– Le catalogue est devant vous, vous avez le choix… Montrez moi le nombre de points accumul…hum… Voilà… Bien … Alors, Ey bien : 86 473 points… c’est pas mal, sans jeu de mots. Donc, 8 647… m’oui, voilà… donc, je regarde votre dossier et ce que je peux vous proposer, par rapport aux points accumulés… hum… Le mieux c’est de regarder à partir de la page… 350 jusqu’à… hum, m’oui, voilà, jusqu’à la page 870. Voilà, je vais vous laisser réfléchir quelques instants. Pendant ce temps, je vais transmettre votre présence au bureau des arrivées. Prenez votre temps, je reviens tout de suite…

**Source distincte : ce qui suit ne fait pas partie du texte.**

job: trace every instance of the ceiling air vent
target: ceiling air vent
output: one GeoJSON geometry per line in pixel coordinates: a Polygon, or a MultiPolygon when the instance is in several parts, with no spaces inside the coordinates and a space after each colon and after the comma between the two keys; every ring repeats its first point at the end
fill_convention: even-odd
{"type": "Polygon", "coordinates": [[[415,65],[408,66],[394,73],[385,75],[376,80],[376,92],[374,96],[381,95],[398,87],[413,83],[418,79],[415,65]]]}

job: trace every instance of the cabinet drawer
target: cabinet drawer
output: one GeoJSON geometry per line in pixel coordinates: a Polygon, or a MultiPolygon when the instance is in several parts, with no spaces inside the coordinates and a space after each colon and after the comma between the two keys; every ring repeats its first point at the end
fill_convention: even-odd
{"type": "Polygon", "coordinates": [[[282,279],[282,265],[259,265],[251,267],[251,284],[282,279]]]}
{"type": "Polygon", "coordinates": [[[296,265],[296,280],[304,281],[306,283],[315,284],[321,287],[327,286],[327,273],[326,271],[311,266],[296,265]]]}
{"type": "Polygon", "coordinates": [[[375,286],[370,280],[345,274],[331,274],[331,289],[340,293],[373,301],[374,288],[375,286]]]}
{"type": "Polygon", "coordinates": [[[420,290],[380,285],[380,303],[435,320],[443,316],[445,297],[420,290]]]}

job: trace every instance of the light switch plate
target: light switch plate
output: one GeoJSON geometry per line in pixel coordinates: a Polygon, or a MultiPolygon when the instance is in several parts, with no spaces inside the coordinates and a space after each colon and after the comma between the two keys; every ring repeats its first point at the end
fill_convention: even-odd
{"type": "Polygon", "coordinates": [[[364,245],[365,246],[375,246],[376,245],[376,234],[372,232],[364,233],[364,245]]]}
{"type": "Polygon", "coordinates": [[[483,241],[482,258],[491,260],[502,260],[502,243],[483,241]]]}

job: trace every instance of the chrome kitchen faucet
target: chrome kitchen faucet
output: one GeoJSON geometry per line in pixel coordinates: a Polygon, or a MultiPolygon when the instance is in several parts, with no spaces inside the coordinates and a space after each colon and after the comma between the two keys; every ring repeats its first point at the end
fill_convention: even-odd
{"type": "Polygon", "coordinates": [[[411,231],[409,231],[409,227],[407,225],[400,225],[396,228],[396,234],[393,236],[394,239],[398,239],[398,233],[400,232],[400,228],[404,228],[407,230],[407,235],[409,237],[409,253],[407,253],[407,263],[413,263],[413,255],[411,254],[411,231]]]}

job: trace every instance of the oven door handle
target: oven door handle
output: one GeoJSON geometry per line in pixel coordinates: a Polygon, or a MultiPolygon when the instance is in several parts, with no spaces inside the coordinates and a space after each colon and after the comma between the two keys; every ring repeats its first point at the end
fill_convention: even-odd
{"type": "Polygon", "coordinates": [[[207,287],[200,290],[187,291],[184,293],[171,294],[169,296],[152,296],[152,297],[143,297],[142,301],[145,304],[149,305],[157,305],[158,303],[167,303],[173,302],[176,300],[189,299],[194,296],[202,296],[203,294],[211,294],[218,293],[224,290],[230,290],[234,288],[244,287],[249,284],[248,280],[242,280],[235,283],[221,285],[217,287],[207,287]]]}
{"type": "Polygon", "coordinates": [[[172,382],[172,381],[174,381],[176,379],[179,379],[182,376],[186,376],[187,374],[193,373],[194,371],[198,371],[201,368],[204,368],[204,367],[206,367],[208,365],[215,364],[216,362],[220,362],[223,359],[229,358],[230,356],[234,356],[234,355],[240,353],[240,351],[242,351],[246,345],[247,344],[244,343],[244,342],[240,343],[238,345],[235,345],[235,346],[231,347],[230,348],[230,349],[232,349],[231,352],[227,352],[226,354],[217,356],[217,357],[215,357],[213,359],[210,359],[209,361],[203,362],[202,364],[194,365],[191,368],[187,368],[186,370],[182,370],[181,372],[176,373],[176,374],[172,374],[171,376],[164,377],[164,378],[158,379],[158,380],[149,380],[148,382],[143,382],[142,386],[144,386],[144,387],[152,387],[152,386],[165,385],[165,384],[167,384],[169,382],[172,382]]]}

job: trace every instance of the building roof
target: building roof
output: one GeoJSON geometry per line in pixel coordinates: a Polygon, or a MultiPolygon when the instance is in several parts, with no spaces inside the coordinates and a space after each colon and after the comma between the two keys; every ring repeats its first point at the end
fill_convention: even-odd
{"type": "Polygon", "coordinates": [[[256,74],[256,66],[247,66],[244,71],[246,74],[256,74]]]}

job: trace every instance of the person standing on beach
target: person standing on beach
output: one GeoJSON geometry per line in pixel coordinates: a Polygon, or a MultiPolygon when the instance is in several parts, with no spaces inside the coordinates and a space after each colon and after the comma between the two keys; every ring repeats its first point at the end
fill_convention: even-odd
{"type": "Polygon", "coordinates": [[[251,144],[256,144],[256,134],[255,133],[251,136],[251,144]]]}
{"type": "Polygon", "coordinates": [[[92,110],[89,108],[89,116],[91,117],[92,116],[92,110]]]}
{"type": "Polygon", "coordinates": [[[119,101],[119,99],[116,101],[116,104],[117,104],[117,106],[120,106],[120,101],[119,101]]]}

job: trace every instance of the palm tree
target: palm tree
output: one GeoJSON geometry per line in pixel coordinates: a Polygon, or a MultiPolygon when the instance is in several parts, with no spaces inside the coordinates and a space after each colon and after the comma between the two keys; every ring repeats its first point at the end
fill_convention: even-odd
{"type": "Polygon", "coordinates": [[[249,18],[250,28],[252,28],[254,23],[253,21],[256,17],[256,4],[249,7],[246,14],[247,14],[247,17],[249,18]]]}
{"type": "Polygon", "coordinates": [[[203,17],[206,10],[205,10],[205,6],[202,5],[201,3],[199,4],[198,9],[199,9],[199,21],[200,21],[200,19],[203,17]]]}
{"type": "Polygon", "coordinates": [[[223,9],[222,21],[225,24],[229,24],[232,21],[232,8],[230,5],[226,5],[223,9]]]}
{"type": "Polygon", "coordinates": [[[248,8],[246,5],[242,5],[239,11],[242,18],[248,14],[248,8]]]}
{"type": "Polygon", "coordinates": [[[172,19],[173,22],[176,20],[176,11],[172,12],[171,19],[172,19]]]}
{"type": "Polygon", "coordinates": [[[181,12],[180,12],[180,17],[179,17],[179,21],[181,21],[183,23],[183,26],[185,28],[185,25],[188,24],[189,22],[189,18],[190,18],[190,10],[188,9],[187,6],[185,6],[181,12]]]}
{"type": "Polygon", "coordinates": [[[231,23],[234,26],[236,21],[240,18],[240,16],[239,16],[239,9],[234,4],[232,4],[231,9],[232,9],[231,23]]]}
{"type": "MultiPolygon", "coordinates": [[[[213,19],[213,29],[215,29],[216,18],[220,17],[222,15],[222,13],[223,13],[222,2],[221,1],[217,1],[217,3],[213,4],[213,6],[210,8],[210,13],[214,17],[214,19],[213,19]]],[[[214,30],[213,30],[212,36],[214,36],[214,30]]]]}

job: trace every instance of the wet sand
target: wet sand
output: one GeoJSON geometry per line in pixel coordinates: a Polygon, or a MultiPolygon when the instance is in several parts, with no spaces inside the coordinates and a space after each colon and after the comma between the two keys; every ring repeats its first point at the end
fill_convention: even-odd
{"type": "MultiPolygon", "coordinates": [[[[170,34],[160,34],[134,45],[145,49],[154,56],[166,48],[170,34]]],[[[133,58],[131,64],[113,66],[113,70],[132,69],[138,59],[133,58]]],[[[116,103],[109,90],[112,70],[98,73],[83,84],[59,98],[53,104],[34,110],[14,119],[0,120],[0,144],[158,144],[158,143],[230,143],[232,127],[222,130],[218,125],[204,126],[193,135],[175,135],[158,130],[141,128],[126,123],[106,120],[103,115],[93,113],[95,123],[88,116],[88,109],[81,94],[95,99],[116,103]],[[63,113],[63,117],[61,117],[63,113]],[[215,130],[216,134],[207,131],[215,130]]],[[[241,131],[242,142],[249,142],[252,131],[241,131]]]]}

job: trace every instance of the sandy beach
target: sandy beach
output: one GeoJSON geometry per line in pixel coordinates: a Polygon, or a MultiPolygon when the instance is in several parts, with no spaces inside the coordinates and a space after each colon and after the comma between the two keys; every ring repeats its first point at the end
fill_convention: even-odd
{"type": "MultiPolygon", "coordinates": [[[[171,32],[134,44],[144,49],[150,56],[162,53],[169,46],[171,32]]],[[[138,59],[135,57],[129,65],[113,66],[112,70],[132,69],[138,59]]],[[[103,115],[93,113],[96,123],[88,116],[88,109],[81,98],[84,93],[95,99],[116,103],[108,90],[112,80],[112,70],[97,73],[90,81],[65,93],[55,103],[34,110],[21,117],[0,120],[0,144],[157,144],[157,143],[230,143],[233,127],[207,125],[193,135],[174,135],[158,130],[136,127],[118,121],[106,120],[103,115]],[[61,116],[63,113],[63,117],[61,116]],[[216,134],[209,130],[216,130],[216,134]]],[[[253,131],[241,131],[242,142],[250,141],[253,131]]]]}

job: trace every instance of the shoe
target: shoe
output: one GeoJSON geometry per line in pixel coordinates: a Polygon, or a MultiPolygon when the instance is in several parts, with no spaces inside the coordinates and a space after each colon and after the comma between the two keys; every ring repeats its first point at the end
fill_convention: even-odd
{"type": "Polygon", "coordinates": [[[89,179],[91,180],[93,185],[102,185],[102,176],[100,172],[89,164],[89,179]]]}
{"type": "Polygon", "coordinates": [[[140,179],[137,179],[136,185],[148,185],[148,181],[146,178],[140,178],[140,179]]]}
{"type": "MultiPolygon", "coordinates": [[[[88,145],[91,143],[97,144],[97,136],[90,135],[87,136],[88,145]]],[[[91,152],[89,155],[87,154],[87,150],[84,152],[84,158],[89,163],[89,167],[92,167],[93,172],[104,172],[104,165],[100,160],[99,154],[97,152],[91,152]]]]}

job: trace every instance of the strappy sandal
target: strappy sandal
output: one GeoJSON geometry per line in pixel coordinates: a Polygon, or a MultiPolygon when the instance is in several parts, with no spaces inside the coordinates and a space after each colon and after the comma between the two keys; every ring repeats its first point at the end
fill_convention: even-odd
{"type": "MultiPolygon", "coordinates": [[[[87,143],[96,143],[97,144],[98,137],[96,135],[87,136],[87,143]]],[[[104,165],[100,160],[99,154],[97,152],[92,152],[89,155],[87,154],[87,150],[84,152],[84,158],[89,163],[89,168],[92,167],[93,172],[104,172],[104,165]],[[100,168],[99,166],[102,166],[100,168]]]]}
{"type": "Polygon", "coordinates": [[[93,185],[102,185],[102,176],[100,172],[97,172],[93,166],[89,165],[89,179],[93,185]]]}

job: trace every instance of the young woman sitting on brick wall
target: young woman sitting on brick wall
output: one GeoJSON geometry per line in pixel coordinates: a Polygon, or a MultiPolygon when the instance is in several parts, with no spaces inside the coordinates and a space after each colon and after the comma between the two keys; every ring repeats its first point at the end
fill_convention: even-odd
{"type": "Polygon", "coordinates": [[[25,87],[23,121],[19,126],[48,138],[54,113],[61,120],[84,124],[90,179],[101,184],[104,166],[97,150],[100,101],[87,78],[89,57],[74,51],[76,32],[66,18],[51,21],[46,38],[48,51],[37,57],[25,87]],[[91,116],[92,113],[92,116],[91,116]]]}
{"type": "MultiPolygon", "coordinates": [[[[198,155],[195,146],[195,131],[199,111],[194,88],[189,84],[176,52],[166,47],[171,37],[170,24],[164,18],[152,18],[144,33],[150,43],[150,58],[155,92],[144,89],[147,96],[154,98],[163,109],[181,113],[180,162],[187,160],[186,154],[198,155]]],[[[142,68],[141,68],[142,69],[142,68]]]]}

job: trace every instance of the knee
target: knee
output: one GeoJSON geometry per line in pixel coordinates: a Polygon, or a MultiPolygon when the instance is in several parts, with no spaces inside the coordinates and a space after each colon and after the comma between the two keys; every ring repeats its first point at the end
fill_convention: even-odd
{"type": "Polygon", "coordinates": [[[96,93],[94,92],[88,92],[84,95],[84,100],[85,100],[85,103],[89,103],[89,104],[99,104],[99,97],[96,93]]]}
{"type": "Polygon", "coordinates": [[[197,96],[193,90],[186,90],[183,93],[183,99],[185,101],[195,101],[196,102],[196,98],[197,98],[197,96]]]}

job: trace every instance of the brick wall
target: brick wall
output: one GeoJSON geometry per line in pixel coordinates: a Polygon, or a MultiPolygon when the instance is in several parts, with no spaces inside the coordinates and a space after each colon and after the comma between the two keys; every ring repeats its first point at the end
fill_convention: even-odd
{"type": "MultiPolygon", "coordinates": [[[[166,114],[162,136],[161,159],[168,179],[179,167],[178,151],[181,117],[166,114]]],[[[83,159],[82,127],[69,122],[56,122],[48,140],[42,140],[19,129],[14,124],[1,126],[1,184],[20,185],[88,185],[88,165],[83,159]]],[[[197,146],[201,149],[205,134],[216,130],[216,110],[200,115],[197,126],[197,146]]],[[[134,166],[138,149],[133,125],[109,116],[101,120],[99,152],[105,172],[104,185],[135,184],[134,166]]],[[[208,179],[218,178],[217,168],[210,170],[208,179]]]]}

Une petite musique douce d’ascenseur se déclencha sitôt que la porte se referma sur l’hôtesse d’accueil au regard angélique.
Nahoj, seul devant un grand bureau de marbre blanc, n’y comprenait rien. Il ne savait pas ce qu’il faisait ici, ni quel était cet endroit, mais il promena son regard autour de lui et sur la petite pièce, qui n’était ni trop clinquante, ni trop sobre. Les dimensions étaient étranges… Elle semblait petite mais les meubles qui la décoraient étaient trop grand pour y tenir ?!…
Les murs étaient peints de couleurs pastel, qui semblaient changer de teinte régulièrement. Allant du beige au vert, en passant par du bleu ciel au blanc coton… Une magnifique fresque représentant l’arrivée des anges aux portes des Champs-Élysées était peinte près de l’entrée. Une légère brise parfumée, (Tiens ? Pain chaud ? Pensa le jeune homme) caressait son visage. Une pile de dossiers, aux pochettes de différentes couleurs, était posée sur un joli meuble de style victorien.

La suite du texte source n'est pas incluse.